Adding to this, nattokinase has already been shown in studies to degrade the SARS-CoV-2 spike protein itself (in-vitro) —the same protein that drives amyloid transformation of fibrinogen and accelerates the formation of fibrinaloid microclots. This was one of the primary reasons nattokinase was incorporated into McCullough Protocol Base Spike Detoxification:

This dual activity is significant: nattokinase appears to be able to break down both the trigger (spike) and the pathological result (amyloid microclots). No pharmaceutical thrombolytic therapy has demonstrated this combined effect.

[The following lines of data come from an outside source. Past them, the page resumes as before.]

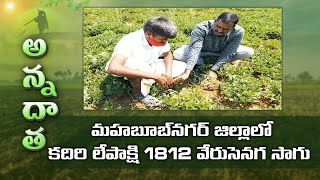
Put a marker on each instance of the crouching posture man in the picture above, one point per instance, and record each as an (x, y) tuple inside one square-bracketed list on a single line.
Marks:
[(144, 57), (219, 39)]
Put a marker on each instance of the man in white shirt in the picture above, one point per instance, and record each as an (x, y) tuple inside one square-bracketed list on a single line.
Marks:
[(137, 58)]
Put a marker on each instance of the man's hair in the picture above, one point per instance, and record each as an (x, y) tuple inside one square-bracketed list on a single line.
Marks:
[(161, 26), (228, 17)]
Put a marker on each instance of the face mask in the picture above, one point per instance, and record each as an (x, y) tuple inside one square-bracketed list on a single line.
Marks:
[(154, 43)]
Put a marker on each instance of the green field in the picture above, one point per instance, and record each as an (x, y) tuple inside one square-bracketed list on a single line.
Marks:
[(252, 84)]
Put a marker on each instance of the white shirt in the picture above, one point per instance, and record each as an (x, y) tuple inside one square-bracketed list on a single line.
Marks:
[(137, 49)]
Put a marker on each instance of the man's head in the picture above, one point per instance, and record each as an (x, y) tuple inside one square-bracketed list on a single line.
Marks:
[(225, 23), (159, 30)]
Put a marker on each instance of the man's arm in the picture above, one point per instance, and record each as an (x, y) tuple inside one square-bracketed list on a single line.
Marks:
[(117, 67), (195, 46), (229, 51), (168, 59)]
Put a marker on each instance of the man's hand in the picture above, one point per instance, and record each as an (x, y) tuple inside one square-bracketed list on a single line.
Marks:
[(213, 74), (169, 83), (182, 77)]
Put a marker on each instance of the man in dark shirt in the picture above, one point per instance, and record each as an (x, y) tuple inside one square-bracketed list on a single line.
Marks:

This makes nattokinase one of the few agents with a plausible mechanism to reduce amyloid clot burden without requiring invasive procedures, mechanical devices, or hospital-grade thrombolytics.
Secondary Evidence: Mechanical Clot Destruction via Ultrasound
Alongside this nattokinase study, another recent paper by Rasouli et al demonstrated that amyloid microclots can also be physically fragmented using low-frequency ultrasound, gas microbubbles, and rtPA in a microfluidic vein model. In the strongest condition — low-frequency ultrasound combined with microbubbles and rtPA — large amyloid microclots (>30 µm) were reduced from ~550 to ~20 (Figure 5F), representing a >90% reduction. This demonstrates that cavitation-enhanced ultrasound can physically shatter nearly all large amyloid microclots in a controlled microfluidic model.


However, this approach requires specialized ultrasound equipment, precise acoustic dosing, and close monitoring to avoid cavitation-related tissue damage. While the study clearly shows that amyloid microclots can be mechanically shattered with sufficient low-frequency ultrasound and microbubble–mediated forces, translating such a protocol into human clinical practice would demand extensive safety trials, controlled environments, and expert oversight. These methods may ultimately prove valuable for individuals with severe or refractory amyloid microclot burden.
The Path Forward
If amyloid microclots are present in 100% of COVID-19 vaccinated individuals in some cohorts, then the first priority is determining the true population prevalence. We urgently need large-scale, unbiased studies using standardized Thioflavin-T microscopy, flow cytometry, or advanced microfluidic analysis to map how widespread this pathology is.
Equally urgent is the need for human trials of nattokinase, evaluating:
pharmacokinetics at different dosing levels
optimal timing and duration
real-world effects on amyloid microclot/spike burden
symptom improvement
combination strategies with other natural fibrinolytics
Whether the wider scientific community chooses to act on this knowledge will determine how many people suffer long-term consequences from a serious problem that is now plainly visible.